Back to LanguageTool Homepage - Privacy - Imprint

Crash in line-by-line mode. bug?


(Ruud Baars) #1

Okay, the textfile is large. But in line by line mode, there should be no memory claim above line size, i guess..

ruud@ruud-laptop:~/Bureaublad/LanguageTool-3.7$ java -jar languagetool-commandline.jar -l nl --line-by-line testmateriaal_lt.txt
Expected text language: Dutch
Warning: running in line by line mode. Cross-paragraph checks will not work.

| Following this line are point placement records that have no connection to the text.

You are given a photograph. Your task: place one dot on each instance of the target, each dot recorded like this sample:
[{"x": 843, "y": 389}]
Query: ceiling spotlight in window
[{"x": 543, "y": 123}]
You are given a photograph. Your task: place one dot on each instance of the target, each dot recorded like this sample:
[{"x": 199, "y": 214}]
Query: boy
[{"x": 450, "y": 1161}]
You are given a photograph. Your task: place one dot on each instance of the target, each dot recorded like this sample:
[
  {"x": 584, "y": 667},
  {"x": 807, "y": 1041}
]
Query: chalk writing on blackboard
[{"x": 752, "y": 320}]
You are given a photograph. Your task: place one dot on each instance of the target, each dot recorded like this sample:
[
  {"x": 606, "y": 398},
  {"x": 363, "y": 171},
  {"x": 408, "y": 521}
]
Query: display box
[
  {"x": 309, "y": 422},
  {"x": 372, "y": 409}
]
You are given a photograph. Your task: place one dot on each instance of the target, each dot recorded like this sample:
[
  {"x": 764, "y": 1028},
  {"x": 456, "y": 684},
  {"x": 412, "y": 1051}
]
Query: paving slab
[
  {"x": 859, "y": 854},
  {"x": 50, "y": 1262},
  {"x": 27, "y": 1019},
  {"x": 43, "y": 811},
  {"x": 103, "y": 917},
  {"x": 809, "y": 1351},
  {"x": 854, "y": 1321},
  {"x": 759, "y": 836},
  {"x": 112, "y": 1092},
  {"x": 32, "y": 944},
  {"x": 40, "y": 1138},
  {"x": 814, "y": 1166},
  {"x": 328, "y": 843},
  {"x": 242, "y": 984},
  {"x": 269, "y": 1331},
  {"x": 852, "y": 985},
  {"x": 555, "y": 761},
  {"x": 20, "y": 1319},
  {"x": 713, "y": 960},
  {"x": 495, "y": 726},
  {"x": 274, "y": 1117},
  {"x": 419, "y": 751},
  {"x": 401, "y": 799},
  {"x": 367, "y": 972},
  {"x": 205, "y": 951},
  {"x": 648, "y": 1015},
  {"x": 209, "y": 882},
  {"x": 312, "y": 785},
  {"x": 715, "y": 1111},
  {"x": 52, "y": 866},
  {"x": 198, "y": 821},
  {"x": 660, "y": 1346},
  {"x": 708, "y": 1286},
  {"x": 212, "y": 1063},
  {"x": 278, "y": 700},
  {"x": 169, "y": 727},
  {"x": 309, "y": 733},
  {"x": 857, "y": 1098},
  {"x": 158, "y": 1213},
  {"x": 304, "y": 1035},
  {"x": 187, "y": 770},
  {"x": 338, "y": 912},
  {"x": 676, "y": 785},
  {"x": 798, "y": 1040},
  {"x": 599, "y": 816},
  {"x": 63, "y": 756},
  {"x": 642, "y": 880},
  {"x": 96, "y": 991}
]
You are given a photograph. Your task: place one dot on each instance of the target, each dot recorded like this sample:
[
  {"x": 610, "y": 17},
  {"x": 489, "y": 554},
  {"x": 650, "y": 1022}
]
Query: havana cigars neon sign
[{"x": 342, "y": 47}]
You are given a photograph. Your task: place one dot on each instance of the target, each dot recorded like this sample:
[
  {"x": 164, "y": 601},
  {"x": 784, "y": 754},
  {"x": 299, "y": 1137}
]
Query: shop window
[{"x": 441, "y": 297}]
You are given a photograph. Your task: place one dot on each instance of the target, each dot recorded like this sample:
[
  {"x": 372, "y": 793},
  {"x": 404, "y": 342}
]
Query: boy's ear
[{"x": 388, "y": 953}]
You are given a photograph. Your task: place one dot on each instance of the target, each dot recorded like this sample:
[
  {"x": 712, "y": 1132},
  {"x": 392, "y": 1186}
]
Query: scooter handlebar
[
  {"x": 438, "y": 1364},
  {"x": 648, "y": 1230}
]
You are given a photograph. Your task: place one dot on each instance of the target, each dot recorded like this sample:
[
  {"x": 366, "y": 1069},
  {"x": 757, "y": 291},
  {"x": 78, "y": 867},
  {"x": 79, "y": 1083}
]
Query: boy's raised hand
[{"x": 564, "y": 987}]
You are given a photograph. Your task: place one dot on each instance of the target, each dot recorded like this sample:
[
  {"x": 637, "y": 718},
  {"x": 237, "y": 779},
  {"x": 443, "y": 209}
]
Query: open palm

Working on testmateriaal_lt.txt...
Exception in thread "main" java.lang.OutOfMemoryError: Java heap space
at java.util.Arrays.copyOfRange(Arrays.java:3664)
at java.lang.String.(String.java:207)
at java.lang.StringBuilder.toString(StringBuilder.java:407)
at org.languagetool.commandline.Main.handleLine(Main.java:279)
at org.languagetool.commandline.Main.runOnFileLineByLine(Main.java:272)
at org.languagetool.commandline.Main.main(Main.java:460)
ruud@ruud-laptop:~/Bureaublad/LanguageTool-3.7$


(Lodewijk Arie van Brienen) #2

that's input memory, but what about the memory for (temporary) results?
EG: 120 character line,
if only 120 bytes was allocated, then it would crash immediately when LT tries to determine the first word as the first letter would need to be put in the 121st byte, which would be out of scope.


(Daniel Naber) #3

Are you sure the file has correct line endings (\n on Linux)? Without that, LT might consider all lines to be one line.


(Ruud Baars) #4

Yes, it has \n (just one) after every line.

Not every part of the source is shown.